しかし、時のイギリスは、政府は経済にできるだけ介入しない「小さな政府」の時代。労働環境は最悪で、子どもも働かないと暮らしていけない家庭が多くいました。その結果、児童労働が爆発的に発生しました。

しかし、子どもの長時間労働や懲罰、訓練や安全具の装着がほとんどなく生じる事故などが多く発生しました。また、資本家と労働者の貧富の格差が開き、共産主義が台頭してきた時代でした。「小さな政府」が疑問視されてきた時代でした。

こういった時代背景があり、工場法が制定され、法律上幼い子どもは雇用できなくなりました。

しかし、産業革命により次第に一世帯あたりの収入が上がっていったことで、子どもを働かせなくてもよくなったことが、児童労働削減にとても効果がありました。子どもを持つ「コスト」が上がり、その結果出生率は下がり、今まで生産の手段だった子どもが、保護の対象になるという価値観の変化が起きました。

イギリス産業革命時の児童労働の変遷の歴史から、児童労働を減らすには、まずは国の経済発展が一番重要であるとわかります。”

 


この記事を読むと

・なぜイギリスの産業革命で児童労働が増えたのか、時代に背景や歴史がわかります

・その児童労働はどのように減っていったかがわかります

・歴史から学ぶことで、現代の児童労働を減らすにはどのようにすればよいか考えるきっかけになります


はじめに

2020年に入っても世界で問題となっている児童労働。児童労働の大半は農村で起きている、と言われていますが、児童労働が飛躍的に増えたのは、子どもでもできる作業が飛躍的に増え、人々が都市へと移った産業革命がきっかけでした。19世紀のイギリス、ヴィクトリア朝時代と呼ばれる時代です。
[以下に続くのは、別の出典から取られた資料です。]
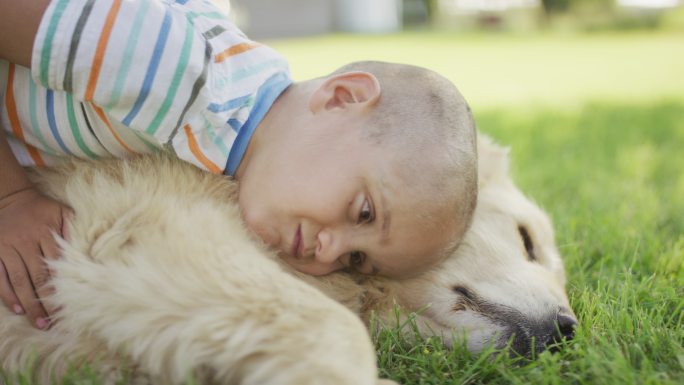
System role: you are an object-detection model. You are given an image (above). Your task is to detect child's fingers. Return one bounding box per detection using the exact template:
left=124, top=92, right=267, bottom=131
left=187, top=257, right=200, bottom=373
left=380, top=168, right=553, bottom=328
left=0, top=254, right=24, bottom=314
left=34, top=237, right=60, bottom=316
left=0, top=246, right=48, bottom=329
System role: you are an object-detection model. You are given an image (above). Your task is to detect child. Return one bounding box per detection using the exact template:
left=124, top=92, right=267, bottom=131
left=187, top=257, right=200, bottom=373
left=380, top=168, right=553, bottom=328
left=0, top=0, right=477, bottom=328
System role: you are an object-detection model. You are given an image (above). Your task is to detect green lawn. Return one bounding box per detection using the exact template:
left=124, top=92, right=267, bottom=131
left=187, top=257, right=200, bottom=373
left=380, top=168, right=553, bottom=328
left=8, top=32, right=684, bottom=385
left=270, top=32, right=684, bottom=384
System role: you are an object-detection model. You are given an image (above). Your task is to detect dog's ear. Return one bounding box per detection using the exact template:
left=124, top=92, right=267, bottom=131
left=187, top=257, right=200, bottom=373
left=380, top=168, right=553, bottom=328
left=477, top=133, right=509, bottom=188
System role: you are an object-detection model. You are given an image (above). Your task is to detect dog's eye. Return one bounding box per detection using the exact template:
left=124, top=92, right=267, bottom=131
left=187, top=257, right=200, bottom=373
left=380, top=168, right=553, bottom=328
left=518, top=226, right=537, bottom=262
left=452, top=286, right=473, bottom=300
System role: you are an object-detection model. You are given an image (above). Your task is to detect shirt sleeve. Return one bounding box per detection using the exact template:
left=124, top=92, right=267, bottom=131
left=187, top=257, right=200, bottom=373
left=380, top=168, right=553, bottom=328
left=31, top=0, right=207, bottom=144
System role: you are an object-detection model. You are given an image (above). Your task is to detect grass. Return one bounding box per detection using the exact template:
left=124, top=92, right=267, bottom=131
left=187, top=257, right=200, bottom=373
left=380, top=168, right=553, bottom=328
left=8, top=28, right=684, bottom=385
left=271, top=32, right=684, bottom=385
left=376, top=101, right=684, bottom=385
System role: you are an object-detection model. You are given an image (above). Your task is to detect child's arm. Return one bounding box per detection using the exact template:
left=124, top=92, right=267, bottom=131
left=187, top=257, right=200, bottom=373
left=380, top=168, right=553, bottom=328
left=0, top=0, right=50, bottom=67
left=0, top=127, right=68, bottom=329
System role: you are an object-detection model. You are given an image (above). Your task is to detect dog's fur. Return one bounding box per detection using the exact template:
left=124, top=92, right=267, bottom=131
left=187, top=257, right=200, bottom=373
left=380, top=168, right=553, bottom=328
left=0, top=134, right=571, bottom=384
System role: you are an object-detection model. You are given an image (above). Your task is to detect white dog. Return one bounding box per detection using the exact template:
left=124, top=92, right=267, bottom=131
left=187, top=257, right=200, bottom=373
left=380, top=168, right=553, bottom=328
left=0, top=134, right=576, bottom=384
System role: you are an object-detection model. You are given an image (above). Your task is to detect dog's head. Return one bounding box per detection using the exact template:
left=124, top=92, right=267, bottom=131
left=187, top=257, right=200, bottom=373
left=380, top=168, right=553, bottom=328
left=366, top=137, right=577, bottom=355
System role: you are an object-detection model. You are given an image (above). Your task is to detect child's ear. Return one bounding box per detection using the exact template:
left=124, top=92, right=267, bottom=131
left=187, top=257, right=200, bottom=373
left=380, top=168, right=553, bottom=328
left=309, top=71, right=380, bottom=113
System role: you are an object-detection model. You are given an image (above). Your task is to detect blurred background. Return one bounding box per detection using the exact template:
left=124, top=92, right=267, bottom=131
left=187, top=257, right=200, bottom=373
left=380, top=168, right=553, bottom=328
left=214, top=0, right=684, bottom=384
left=218, top=0, right=684, bottom=110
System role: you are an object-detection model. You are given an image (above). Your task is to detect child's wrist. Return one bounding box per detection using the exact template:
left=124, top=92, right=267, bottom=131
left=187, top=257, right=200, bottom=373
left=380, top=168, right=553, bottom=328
left=0, top=183, right=33, bottom=202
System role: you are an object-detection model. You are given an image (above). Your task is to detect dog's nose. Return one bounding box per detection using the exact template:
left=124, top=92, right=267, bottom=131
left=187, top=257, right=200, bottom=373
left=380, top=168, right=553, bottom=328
left=556, top=312, right=577, bottom=340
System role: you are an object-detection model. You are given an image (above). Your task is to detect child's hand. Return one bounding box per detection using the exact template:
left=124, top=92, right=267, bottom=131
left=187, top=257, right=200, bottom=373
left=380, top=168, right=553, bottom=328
left=0, top=188, right=70, bottom=329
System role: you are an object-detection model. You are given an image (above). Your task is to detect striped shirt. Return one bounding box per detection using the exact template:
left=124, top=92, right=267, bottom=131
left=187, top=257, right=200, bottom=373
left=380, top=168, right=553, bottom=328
left=0, top=0, right=291, bottom=175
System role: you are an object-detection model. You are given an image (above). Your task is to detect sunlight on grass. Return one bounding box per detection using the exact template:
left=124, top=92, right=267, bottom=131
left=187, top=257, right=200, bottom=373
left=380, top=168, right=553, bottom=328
left=271, top=32, right=684, bottom=385
left=268, top=32, right=684, bottom=110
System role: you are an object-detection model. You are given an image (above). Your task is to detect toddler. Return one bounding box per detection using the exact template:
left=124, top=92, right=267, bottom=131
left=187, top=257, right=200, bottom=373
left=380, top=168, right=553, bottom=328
left=0, top=0, right=477, bottom=328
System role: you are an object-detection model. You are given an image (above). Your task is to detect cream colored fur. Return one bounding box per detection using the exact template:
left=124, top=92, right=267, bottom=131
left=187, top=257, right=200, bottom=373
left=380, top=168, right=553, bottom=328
left=366, top=135, right=576, bottom=354
left=0, top=133, right=569, bottom=385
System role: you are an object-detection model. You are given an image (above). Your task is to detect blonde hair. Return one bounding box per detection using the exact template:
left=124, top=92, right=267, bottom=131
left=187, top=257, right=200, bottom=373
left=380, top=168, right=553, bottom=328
left=333, top=61, right=477, bottom=254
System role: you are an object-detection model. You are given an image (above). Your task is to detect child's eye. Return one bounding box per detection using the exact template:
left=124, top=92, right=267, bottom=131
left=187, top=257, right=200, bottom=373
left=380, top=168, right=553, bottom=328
left=349, top=251, right=366, bottom=271
left=358, top=200, right=373, bottom=223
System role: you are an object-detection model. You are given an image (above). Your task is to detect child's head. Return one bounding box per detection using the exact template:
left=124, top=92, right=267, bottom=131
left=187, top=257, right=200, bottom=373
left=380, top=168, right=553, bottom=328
left=236, top=62, right=477, bottom=277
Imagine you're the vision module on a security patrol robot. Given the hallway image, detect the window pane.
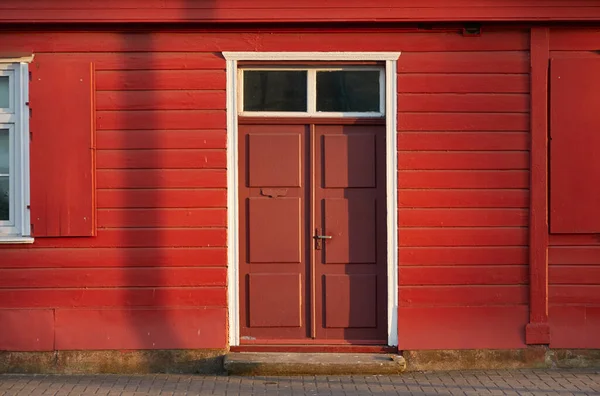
[0,76,10,108]
[0,129,10,221]
[317,70,381,112]
[244,70,307,111]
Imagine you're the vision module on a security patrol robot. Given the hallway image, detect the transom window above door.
[239,66,385,117]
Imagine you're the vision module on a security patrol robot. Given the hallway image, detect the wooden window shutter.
[29,54,96,237]
[550,58,600,234]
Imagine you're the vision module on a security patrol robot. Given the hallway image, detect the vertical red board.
[29,54,96,237]
[550,58,600,234]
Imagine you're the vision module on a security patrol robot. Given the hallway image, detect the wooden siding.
[0,27,529,350]
[0,0,600,23]
[398,43,530,349]
[548,29,600,348]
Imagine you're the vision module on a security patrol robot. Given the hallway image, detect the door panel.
[239,124,387,344]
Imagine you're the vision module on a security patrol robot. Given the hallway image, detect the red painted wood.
[550,58,600,234]
[97,189,227,209]
[0,246,227,269]
[398,113,529,132]
[0,27,529,53]
[96,70,225,91]
[549,305,600,349]
[398,132,530,151]
[56,308,227,350]
[398,73,529,94]
[398,208,529,227]
[97,169,227,189]
[96,90,225,110]
[2,0,600,23]
[29,54,96,237]
[96,129,227,150]
[398,150,529,169]
[398,190,529,209]
[398,306,528,350]
[398,51,529,74]
[400,227,529,246]
[398,93,529,113]
[398,246,529,266]
[399,285,529,307]
[96,110,226,130]
[526,28,556,344]
[398,170,529,189]
[0,267,227,289]
[0,309,55,352]
[98,208,227,228]
[548,246,600,265]
[0,287,227,310]
[399,265,529,287]
[548,262,600,285]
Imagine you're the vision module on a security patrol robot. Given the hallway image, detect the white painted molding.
[223,52,400,346]
[223,52,400,62]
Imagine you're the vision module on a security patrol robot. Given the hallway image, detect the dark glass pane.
[244,70,307,111]
[317,70,380,113]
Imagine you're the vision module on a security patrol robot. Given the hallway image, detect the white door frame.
[223,52,400,346]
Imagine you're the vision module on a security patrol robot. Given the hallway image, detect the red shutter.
[550,58,600,234]
[29,54,96,237]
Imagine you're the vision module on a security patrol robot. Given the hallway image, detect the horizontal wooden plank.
[398,246,529,266]
[0,267,227,289]
[399,265,529,287]
[398,73,529,93]
[548,263,600,285]
[64,51,225,71]
[96,110,226,130]
[96,129,227,150]
[398,208,529,226]
[0,31,529,52]
[96,149,227,169]
[97,209,227,228]
[398,305,529,351]
[548,234,600,246]
[398,190,529,208]
[96,189,227,209]
[548,246,600,265]
[399,227,529,246]
[399,285,529,307]
[0,248,227,268]
[28,228,227,248]
[0,287,227,308]
[96,90,225,110]
[398,51,529,74]
[96,169,227,188]
[0,309,55,352]
[548,284,600,305]
[398,113,529,132]
[55,307,227,350]
[398,132,530,151]
[398,170,529,189]
[398,151,529,171]
[96,70,226,91]
[398,93,530,113]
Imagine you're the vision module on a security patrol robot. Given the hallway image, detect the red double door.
[239,124,387,345]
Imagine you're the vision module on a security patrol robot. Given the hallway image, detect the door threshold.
[230,344,398,353]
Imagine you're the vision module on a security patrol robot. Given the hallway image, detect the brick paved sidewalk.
[0,370,600,396]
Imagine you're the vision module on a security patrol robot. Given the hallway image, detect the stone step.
[224,352,406,375]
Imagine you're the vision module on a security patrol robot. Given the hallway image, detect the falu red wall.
[0,24,600,351]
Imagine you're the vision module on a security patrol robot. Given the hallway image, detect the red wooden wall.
[0,26,600,350]
[0,0,600,23]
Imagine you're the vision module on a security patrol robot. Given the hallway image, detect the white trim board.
[223,52,400,346]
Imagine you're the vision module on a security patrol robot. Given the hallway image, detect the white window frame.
[0,57,33,244]
[237,66,386,118]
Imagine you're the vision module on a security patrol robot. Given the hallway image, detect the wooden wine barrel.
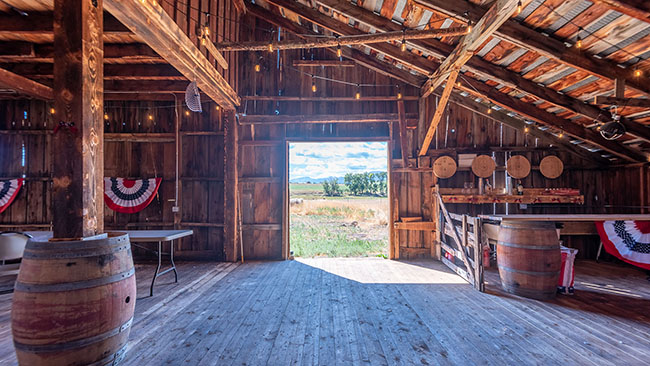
[497,221,562,300]
[11,233,136,366]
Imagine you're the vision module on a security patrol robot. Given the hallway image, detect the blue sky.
[289,142,388,180]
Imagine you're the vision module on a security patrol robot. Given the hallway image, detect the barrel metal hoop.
[14,317,133,353]
[86,343,128,366]
[14,268,135,292]
[499,266,560,276]
[23,245,131,260]
[497,241,560,250]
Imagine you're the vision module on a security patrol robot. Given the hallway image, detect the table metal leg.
[169,240,178,283]
[149,241,162,296]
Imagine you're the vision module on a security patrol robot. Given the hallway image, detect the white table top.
[25,230,194,243]
[479,214,650,221]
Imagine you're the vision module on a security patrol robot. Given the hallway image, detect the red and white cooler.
[557,246,578,295]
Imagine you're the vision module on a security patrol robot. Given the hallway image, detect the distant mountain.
[289,170,381,184]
産業革命で子どもでもできる仕事が爆発的に増えそれゆえ需要も増しました。産業革命以前も児童労働は存在していましたが、実は子どもができる仕事はそこまで多くはありませんでした。


なぜ子どもは雇われていた?

 

1.家庭の貧困で子どもが働く必要があった

産業革命時のイギリスの都市での仕事はたくさん生まれましたが、労働者の生活環境は悲惨なものでした。

一日12から16時間の労働と、生きていくだけでやっとの賃金しかもらえていませんでした。その為、子どもが働き余剰で収入を得る必要がありました。

 

どうして都市では生活できないほど賃金が少ないのに、多くの人々が都市に来たのか?

これは、産業革命自体のきっかけにもなるのですが、「農業革命」とイギリス政府の「囲い込み政策」が影響しています。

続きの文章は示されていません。